By DARREN HANDSCHUH
I would have to classify myself as an animal person.
I am not covered in fur or anything (especially on my head), but I have had a dog my entire life and do enjoy having a non-human around the homestead (mother-in-laws don't count).
We also currently have a cat, so furred beasts are something I like to have around, most of the time anyway.
We all know they are not human, but we often treat them like they are. While they eat gross things and clean themselves with their tongue, they still become members of the family.
Disgusting and annoying members of the family, but members none the less. Mind you, teenagers can also be disgusting and annoying, but with them you cannot just throw them outside because they will simply come back in. They will then proceed to eat everything in the fridge, before heading to the pantry for a post-lunch, pre-supper snack. Which, of course, is followed by the post-supper, pre-bedtime snack.
Anyway, I have to admit to talking to my pets like they could actually understand what I was saying. I wasn't asking their opinion on anything or expecting an answer, but a pet is a good "person" to tell how your day went or what is bothering you etc.
They don't talk back, you won't hurt their feelings and no matter what, they are always happy to see you.
That last part applies mainly to dogs. Cats are happy to see you if they are in the mood.
Dogs are one of the few living things on this planet that you can have their boy bits removed and they still greet you at the door.
Fish could care less no matter what is going on and a tarantula is not a pet - it is a stain on the carpet should it ever get out of its enclosure.
I am sure some may disagree, but in general, if it has scales, fangs, venom or the potential to kill me, I do not consider it a pet in the traditional sense of the word.
They are certainly not pets in the cuddly sense of the word.
I know people who have spiders, snakes and lizards, but the only critters I have ever had as pets is cats and dogs.
I have already admitted to talking to them, but that is about as far as I am willing to go to make them more "human."
I will not put clothing on an animal simply because it makes them look 'cute.'
Cats and dogs were born with all the clothing they need, and God already took care of the cute part, so additional help from me is not needed.

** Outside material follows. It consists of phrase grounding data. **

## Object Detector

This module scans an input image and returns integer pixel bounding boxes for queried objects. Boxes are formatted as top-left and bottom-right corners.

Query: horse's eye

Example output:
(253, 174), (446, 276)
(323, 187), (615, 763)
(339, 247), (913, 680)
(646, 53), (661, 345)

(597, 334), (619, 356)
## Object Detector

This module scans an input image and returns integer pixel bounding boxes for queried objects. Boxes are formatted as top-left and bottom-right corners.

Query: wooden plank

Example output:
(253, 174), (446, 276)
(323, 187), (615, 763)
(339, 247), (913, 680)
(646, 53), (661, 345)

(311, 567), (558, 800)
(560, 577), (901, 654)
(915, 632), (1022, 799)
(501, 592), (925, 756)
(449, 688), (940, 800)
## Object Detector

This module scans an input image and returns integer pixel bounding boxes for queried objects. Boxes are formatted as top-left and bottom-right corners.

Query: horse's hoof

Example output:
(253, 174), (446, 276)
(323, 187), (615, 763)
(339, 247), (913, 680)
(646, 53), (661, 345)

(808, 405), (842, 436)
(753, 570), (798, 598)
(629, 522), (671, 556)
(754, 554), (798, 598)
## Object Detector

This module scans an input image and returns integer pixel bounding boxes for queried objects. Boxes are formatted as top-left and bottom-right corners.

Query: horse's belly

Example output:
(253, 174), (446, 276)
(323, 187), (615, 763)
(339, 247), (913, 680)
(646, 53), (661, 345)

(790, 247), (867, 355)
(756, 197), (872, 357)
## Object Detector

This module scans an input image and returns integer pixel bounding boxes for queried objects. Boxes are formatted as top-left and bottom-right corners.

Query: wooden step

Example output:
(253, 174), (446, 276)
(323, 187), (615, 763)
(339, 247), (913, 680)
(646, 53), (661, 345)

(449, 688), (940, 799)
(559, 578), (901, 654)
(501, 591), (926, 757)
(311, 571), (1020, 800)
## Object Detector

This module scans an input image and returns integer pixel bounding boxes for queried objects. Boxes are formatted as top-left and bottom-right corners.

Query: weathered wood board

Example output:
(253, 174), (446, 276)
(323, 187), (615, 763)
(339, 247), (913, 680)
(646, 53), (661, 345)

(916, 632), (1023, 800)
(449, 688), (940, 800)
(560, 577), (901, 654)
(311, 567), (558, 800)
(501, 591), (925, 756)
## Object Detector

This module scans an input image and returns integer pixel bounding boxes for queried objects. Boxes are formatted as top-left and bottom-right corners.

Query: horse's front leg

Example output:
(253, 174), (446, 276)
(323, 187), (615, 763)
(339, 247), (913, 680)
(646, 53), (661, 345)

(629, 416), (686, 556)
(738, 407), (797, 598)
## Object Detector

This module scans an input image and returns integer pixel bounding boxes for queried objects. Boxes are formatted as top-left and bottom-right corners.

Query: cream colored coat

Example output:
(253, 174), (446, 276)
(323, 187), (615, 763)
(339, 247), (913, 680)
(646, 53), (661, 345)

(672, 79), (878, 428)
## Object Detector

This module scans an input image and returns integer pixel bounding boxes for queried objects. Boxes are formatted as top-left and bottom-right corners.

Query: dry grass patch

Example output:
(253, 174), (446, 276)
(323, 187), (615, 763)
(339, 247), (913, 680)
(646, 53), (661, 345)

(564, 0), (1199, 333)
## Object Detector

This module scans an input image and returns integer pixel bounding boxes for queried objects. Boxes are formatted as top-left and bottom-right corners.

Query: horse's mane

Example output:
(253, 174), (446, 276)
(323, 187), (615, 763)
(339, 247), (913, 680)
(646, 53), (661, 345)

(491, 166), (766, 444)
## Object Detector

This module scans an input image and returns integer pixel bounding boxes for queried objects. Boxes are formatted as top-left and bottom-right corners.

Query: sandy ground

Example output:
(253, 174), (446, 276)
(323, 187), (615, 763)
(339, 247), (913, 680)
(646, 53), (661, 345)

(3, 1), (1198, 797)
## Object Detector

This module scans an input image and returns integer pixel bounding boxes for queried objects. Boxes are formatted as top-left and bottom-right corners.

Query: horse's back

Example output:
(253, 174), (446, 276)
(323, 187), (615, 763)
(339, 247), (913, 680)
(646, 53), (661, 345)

There are people who dress up their beasts just to be fashionable and I even saw a dachshund, a.k.a. a wiener dog, wearing a little leather jacket.
It was real leather, I kid you not.
Who in their right mind would spend that kind of money to buy a leather jacket for a dog? What's next, a little Harley Davidson for the mutt to ride around the backyard on?
I am not poking fun at people who do dress up their pets, well, actually I am. Sorry about that.
The amount of money people can spend to make their pet 'human-like' is mind boggling.
I just don't get it.
But dressing up a dog is not the most bizarre interaction people can have with their mutt. It is people who share food - like an ice cream cone - with their hound that is truly strange behaviour.
Why? I refer you to the whole dogs-clean-themselves-with-their-tongue information I provided earlier.
Dogs also eat a wide array of truly hideous items, so considering I do not even like it when a dog licks me, I doubt we will be sharing any food with the critter.
I will talk to the mutt, but I will not share a plate with him. You have to draw a line somewhere.